İnsan fıtrat olarak zayıf yaratılmıştır. İnsanın bu zayıflık hali yaşadığı her evrede kendisini ayrı ayrı tepkilerle ortaya çıkarır. Bebeklikte ihtiyaçlarını ağlayarak annesine ailesine bildirir. Çocukluğunda anne babasının koruyucu olduğunu içgüdüsel olarak öğrenir, ihtiyacı olduğunda anne babasını yardıma çağırır. Ergenlik çağına gelinceye kadar yavaş yavaş kendisini korumasını ve hayatı öğrenir. Aile dindarsa ailesinin dinini ve öğrendiği dinin kutsalını (ilahını) kutsal bilir. Ailesinden ve öğretmenlerinden hayatı öğrenerek kendine yetecek hale geldiğinde sorumluluk çağına gelmiştir ve hayatıyla ilgili kararları artık kendisi verecektir.

“Sizi zayıf bir halde yaratan Allah’dır. O, zayıf halinizden sonra, sizi güçlü hale getirir. Daha sonra güçlü halinizden sonra güçsüz, zayıf, saçları beyazlaşmış hale getirir.

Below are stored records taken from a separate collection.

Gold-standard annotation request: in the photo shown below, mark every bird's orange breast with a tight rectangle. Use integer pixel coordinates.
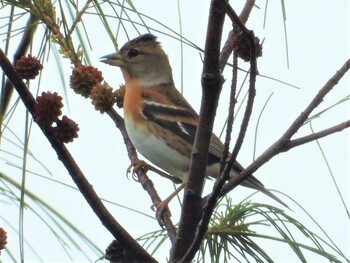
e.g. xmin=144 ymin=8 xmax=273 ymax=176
xmin=123 ymin=81 xmax=145 ymax=124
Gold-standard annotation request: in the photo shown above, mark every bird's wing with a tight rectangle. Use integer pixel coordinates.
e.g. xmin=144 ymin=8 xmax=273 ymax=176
xmin=141 ymin=84 xmax=223 ymax=164
xmin=141 ymin=87 xmax=288 ymax=208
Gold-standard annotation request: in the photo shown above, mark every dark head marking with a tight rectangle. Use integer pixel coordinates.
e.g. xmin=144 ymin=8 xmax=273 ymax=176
xmin=128 ymin=34 xmax=158 ymax=46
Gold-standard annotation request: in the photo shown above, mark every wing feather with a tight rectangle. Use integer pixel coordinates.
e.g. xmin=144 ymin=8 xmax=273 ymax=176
xmin=142 ymin=100 xmax=222 ymax=165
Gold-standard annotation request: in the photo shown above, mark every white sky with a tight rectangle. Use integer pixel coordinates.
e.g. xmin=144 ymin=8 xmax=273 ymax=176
xmin=1 ymin=0 xmax=349 ymax=262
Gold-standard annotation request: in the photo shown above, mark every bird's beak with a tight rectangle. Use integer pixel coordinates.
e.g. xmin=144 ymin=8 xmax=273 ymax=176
xmin=100 ymin=52 xmax=125 ymax=67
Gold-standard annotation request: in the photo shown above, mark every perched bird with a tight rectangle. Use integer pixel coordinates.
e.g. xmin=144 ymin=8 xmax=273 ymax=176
xmin=101 ymin=34 xmax=287 ymax=218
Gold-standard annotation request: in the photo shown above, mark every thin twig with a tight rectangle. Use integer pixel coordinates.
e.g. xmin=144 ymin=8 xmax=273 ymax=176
xmin=220 ymin=58 xmax=350 ymax=196
xmin=287 ymin=119 xmax=350 ymax=150
xmin=106 ymin=109 xmax=178 ymax=244
xmin=219 ymin=0 xmax=255 ymax=70
xmin=221 ymin=53 xmax=238 ymax=173
xmin=68 ymin=0 xmax=94 ymax=36
xmin=230 ymin=37 xmax=257 ymax=161
xmin=1 ymin=14 xmax=38 ymax=122
xmin=0 ymin=48 xmax=156 ymax=263
xmin=219 ymin=0 xmax=258 ymax=184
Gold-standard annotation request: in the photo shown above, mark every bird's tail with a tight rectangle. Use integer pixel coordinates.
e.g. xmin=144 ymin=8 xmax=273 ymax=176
xmin=241 ymin=175 xmax=289 ymax=208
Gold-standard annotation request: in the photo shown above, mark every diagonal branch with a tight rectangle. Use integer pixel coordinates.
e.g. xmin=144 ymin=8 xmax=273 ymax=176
xmin=220 ymin=58 xmax=350 ymax=197
xmin=68 ymin=0 xmax=94 ymax=36
xmin=106 ymin=109 xmax=178 ymax=243
xmin=286 ymin=119 xmax=350 ymax=150
xmin=1 ymin=14 xmax=38 ymax=122
xmin=283 ymin=61 xmax=350 ymax=139
xmin=0 ymin=48 xmax=156 ymax=263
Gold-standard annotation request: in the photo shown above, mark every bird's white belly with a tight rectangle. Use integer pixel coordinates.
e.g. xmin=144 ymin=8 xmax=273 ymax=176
xmin=125 ymin=117 xmax=189 ymax=180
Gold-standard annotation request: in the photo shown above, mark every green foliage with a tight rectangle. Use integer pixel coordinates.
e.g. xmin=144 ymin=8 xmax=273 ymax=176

Allah dilediğini yaratır. O her şeyi bilen ve her şeyi bir plan üzeri yapandır.”(30 Rum 54) Rabbimiz bu ayette kısaca, verdiği bu aşamaları özet olarak bize hatırlatması, ayette de belirtildiği gibi insan güçlü hale geldiğinde, ne kadar güçlü olursa olsun, hayatında tek başına güç yetiremeyeceği pek çok şeyler olduğunu yaşayarak görüyor ve öğreniyor. Bu, güç yetiremediği ihtiyaçlarını, gerek ailesi gerek yakınları veya insanlardan yardım alarak, yalnız başına güç yetiremediği sorunları yardımlaşma ile çözerken, sosyal hayatın içinde yardımlaşmanın önemini, insanın insana muhtaçlığını öğreniyor. Hayatın bu aşamalarında ailesinden ve yakın çevrelerinden öğrendiği her şeyin bir sorumluluğu ve bu sorumluluğun getirdiği bir ağır yük olduğunu, inandığı dinin öğretilerinden ve tavsiyelerinden öğrenmiş olur. Artık hayatın yükünü taşıyabilecek çağa ulaşan insan, ailesinden öğrendiği hayatın, dininin ve kutsallarının doğru olup olmadığının sorgulamasını da yapma zamanı gelmiştir. Müslüman bir toplum içinde yaşayan ve o toplumun mensubu olduğu İslam dininin insana önerdiği kuralların dayandığı bir ana kaynağının olması gerektiğini akletmesi ve o ana kaynağa ulaştığında ikna olduysa, o dinin mensubu tabisi olmuştur. Dinin ana kaynağı kitap Kur’an, o kişiye Rabbi Allah’a ve Allah’ın koyduğu kurallara teslim olmasının şart olduğunu da öğretmiştir. Artık sorumluluğun her ferdin kendisine ait olacağını, yaptıklarının ve yapması gerekirken yapmadıklarının yükünün omuzlarına yüklendiğini öğrenmiştir. Böylece İslam dininin ana kaynağı, sorumluluklarına teslim olmuş kişiye, öğrettiği kurallarla kendisinin Allah’a nasıl kul olacağının yollarını açmış olur. İslam dininin insanlara öğrettiği vazgeçilmez ilk kuralı “Allah’dan başka ilah olmadığının” kabulü ve buna gönülden inanması ve teslim olması, her şeyi yaratan Rabbi Allah’ı doğru tanınması, inanan insanın attığı ilk doğru adımdır. Eğer kitabı Kur’an’ın rehberliğinden ölünceye kadar başka yollara sapmazsa, Allah’ın yardımı ile hayatını müslüman olarak tamamlamış olacaktır. “(Ey insanlar) Benim dosdoğru olan yolum budur. Yalnızca ona uyun ve başka yollara uymayın, başka yollara uymak sizi Allah’ın yolundan saptırır (ayırır). Allah size bu şekilde tavsiyede bulunuyor ki, belki kendinizi korursunuz.”(6 En’am 153)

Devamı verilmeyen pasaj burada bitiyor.